Cricket Australia Sunday said it was open to examining any new information about the 2018 ball-tampering scandal after Cameron Bancroft suggested the team's bowlers were aware it was going on.
Bancroft served a nine-month ban after being caught on television hiding yellow sandpaper, which had been used to rough up the ball, in his trousers during the third Test at Cape Town against South Africa.
Then-captain Steve Smith and his deputy David Warner were suspended for a year from all cricket and stripped of their leadership roles for their part in an incident that rocked Australian cricket.
Darren Lehmann also quit as coach and all the top brass from Cricket Australia left after a scathing review said their "arrogant and controlling" win-at-all-costs culture was partly to blame for players bending the rules.

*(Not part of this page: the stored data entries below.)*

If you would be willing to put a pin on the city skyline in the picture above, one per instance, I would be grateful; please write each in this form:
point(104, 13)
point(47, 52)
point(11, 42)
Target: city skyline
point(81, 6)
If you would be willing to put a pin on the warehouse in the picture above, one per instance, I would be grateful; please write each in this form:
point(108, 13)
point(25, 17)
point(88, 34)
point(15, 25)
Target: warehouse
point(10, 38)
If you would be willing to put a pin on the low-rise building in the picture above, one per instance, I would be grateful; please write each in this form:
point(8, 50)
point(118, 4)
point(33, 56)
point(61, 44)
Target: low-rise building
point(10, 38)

But no one else in the team was held to account.
Opener Bancroft, in an interview with The Guardian in Britain where he is preparing for a season with county side Durham, suggested some of the bowlers also knew of the plot.
"Yeah, obviously what I did benefits bowlers and the awareness around that, probably, is self-explanatory," he said in a story about his path back from that defining moment.

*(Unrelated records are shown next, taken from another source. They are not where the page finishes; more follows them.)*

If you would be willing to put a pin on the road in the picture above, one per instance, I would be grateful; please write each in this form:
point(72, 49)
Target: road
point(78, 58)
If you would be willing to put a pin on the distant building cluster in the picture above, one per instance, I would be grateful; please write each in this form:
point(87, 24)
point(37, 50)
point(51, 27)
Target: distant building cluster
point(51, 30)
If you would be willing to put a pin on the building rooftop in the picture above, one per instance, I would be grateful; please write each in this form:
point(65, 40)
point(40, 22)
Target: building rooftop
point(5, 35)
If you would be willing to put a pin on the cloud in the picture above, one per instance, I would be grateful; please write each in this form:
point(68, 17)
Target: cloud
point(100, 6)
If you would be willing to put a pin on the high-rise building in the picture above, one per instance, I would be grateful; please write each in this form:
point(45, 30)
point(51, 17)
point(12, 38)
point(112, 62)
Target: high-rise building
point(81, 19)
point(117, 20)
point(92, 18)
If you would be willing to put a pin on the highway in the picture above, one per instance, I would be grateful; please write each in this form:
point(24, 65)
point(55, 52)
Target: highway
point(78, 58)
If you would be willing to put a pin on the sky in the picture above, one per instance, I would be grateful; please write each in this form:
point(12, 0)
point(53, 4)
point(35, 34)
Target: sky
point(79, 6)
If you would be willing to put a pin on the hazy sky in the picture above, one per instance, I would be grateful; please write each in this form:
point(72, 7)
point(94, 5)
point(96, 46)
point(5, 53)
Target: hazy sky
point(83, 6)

"I guess one thing I learnt through the journey and being responsible is that's where the buck stops (with himself). Had I had better awareness I would have made a much better decision."
Asked again if some of the bowlers knew, Bancroft replied: "Uh... yeah, look, I think, yeah, I think it's pretty probably self-explanatory."
Mitchell Starc, Pat Cummins, Josh Hazlewood, Mitchell Marsh and Nathan Lyon all bowled in the game and remain involved in the Australian set-up.
Cricket Australia said that if anyone had new information, they would look into it.
"CA has maintained all along that if anyone is in possession of new information in regards to the Cape Town Test of 2018, they should come forward and present it," Cricket Australia said in a statement.
"The investigation conducted at the time was detailed and comprehensive. Since then, no one has presented new information to CA that casts doubt on the investigation's findings."